На пароходе «Академик Велиховский» было шумно, ярко и богато. Потому и хотелось называть его именно пароходом, а не, скажем, яхтой. Веселье, перехлестывавшее через борта, наводило на мысли исключительно о купцах, Волге и пароходах — а вовсе не о яхтах, Онассисе и океане.
Роман Ефремович Селиверстов-Панюшкин в изнеможении привалился к ненадежным на вид, но вполне прочным перилам. В мозгу Романоида брезжила неясная, но назойливая мысль: ох, зря я поперся в этот круиз!
Поначалу, как это и водится в сказках, ничто не предвещало беды. Еще сегодня утром Романоид практически радовался жизни, и радость эту отравляло лишь то незначительное обстоятельство, что добираться до Подушкина маршруткой было неприлично, а ставить свой собственный «форд» на здешнюю стоянку — крайне накладно. Романоид как раз закрылся в кабинете, водрузил ноги на стол и принялся обдумывать эту дилемму, когда ему позвонил Недыбайло.
Прохор Петрович был суров и немногословен, каким обычно и бывает с утра российский бизнесмен средней руки. Ибо вся жизнь такого бизнесмена проходит в напряженных поисках партнеров по бизнесу, а где же лучше познается партнер по бизнесу, как не за рюмкой-другой, да под капусточку, да с картошечкой? Так вот, вчера с капусточкой и картошечкой вышел облом.
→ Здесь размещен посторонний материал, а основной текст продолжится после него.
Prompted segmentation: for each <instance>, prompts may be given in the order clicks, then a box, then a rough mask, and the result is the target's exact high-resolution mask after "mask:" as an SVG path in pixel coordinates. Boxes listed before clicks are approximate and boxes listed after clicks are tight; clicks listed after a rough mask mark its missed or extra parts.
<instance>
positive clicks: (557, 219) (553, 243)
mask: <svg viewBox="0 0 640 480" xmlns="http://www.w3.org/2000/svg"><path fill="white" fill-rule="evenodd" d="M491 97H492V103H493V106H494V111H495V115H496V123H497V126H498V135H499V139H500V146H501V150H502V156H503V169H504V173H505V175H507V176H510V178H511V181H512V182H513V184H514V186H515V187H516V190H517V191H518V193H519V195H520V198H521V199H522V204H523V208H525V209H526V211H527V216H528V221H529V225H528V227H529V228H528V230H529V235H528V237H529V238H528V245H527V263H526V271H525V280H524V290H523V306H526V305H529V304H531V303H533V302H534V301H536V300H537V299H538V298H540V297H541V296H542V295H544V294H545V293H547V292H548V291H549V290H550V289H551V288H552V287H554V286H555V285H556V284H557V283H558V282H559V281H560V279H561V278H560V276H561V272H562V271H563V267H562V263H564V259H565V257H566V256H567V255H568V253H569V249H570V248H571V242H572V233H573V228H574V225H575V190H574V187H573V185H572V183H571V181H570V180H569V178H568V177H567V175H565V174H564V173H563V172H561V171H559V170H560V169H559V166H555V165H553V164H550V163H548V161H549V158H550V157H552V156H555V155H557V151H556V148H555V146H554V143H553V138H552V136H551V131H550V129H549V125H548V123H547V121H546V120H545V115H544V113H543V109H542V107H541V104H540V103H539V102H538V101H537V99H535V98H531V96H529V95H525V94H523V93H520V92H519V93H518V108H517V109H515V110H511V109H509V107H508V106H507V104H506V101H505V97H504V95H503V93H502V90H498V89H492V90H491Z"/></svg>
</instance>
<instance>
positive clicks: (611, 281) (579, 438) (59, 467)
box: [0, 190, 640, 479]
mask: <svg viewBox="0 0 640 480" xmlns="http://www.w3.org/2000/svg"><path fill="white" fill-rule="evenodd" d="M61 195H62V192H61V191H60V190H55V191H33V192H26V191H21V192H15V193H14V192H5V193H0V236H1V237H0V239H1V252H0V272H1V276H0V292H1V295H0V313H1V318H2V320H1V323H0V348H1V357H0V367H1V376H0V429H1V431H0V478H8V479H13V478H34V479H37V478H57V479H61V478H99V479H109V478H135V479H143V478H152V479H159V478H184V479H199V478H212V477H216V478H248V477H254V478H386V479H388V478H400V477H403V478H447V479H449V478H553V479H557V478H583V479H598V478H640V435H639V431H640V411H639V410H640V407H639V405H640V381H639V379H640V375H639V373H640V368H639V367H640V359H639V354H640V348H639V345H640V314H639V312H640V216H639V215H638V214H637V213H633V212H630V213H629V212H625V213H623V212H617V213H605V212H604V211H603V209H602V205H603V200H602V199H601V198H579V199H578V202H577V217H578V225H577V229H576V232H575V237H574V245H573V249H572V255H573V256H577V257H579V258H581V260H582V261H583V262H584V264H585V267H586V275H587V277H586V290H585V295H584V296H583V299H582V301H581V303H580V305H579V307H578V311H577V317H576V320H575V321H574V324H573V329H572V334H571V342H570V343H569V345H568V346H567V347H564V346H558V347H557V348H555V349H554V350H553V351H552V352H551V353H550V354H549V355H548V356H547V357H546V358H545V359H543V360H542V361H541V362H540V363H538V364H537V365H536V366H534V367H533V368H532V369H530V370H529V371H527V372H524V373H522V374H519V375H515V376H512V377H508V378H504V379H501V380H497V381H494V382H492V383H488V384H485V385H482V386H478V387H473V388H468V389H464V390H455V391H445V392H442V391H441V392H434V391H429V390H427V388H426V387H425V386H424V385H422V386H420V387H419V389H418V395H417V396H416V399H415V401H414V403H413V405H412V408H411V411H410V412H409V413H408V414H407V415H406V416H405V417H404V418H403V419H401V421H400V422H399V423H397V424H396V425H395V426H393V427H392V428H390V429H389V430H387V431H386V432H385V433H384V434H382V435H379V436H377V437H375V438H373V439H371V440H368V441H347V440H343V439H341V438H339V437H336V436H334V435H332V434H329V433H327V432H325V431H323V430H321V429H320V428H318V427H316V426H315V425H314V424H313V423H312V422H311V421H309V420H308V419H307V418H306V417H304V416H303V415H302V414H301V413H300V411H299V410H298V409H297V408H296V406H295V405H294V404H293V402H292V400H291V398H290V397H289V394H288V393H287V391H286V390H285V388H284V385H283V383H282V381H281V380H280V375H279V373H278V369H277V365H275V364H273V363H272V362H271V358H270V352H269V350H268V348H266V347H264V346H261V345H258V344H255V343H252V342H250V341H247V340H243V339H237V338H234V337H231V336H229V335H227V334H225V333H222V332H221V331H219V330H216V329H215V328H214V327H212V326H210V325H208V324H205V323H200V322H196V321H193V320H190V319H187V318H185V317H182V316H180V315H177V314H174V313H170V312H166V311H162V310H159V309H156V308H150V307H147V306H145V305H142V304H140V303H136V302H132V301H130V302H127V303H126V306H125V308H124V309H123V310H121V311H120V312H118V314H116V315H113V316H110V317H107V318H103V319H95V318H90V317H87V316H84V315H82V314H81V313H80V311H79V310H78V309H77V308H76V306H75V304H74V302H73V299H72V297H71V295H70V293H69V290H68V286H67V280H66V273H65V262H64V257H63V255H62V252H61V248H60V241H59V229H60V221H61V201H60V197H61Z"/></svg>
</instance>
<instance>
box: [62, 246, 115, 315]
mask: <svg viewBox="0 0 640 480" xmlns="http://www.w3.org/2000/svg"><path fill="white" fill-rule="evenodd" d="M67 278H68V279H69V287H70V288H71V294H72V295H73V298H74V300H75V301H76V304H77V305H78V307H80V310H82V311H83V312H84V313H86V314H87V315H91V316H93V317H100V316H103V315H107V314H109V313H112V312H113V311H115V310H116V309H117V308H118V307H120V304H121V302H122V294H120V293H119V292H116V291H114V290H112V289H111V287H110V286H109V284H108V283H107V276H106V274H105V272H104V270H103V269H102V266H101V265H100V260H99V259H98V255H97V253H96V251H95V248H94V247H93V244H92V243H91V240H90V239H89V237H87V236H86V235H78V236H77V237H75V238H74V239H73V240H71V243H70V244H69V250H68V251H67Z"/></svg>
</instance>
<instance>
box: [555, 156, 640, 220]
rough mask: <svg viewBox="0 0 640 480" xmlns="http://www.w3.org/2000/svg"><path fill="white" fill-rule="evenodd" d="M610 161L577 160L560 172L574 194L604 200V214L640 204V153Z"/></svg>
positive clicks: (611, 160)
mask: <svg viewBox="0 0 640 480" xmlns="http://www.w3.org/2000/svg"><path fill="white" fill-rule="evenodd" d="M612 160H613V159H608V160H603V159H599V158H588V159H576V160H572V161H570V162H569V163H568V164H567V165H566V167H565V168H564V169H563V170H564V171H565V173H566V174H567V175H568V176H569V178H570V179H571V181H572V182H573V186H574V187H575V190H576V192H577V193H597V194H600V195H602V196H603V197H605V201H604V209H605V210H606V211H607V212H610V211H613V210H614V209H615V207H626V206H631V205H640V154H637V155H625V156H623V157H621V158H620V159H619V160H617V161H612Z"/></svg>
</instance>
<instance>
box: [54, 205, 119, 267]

Гость, свести с которым Прохора Петровича страшным шепотом клялся сам Бэзил Белорыбкин, оказался из этих… ну, вы понимаете… Из буддистов!
И пил, сволочь, только подогретую рисовую водяру с неприличным на взгляд русского человека названием, а закусывал этой хренотенью, сушами дурацкими, которые воняют йодом и которых много не закажешь, потому как неприлично, а тем, сколько прилично, не наешься!
Терпел Прохор Петрович, сколько мог, а потом махнул рукой и затребовал литруху «на бруньках». И уж буквально с третьей рюмки смог разглядеть, что партнер попался несимпатичный и наверняка обманет, что японская официантка прикатила максимум из Киргизии, и что са… короче, теплая эта бурда в пиалушке — те же бруньки, только паленые, да еще и подогретые. Короче, после третьей рюмки открылся у Прохора Петровича «третий глаз», после чего не смог молчать и внутренний голос. Именно он, голос, погнал Недыбайло с утра прямехонько к Романоиду в офис, потому что Ромка — человек! Не то что некоторые!
Логически объяснить все происходящее было нельзя, похмельный Недыбайло рвался в ресторан завтракать, и Романоид покорился судьбе. В конце концов, заодно можно и в машину напроситься к Прохору, ведь не откажет?
Прохор не отказал. К пяти вечера Недыбайло и Романоид всепобеждающим смерчем пронеслись по злачным заведениям центра столицы, после чего, слегка уставшие, прикорнули на заднем сиденье джипа. А буквально через полчаса выяснилось, что супруга Прохора Петровича едет вместе с ним. И никакого счастья при виде пьяненького Ромы Панюшкина не испытывает.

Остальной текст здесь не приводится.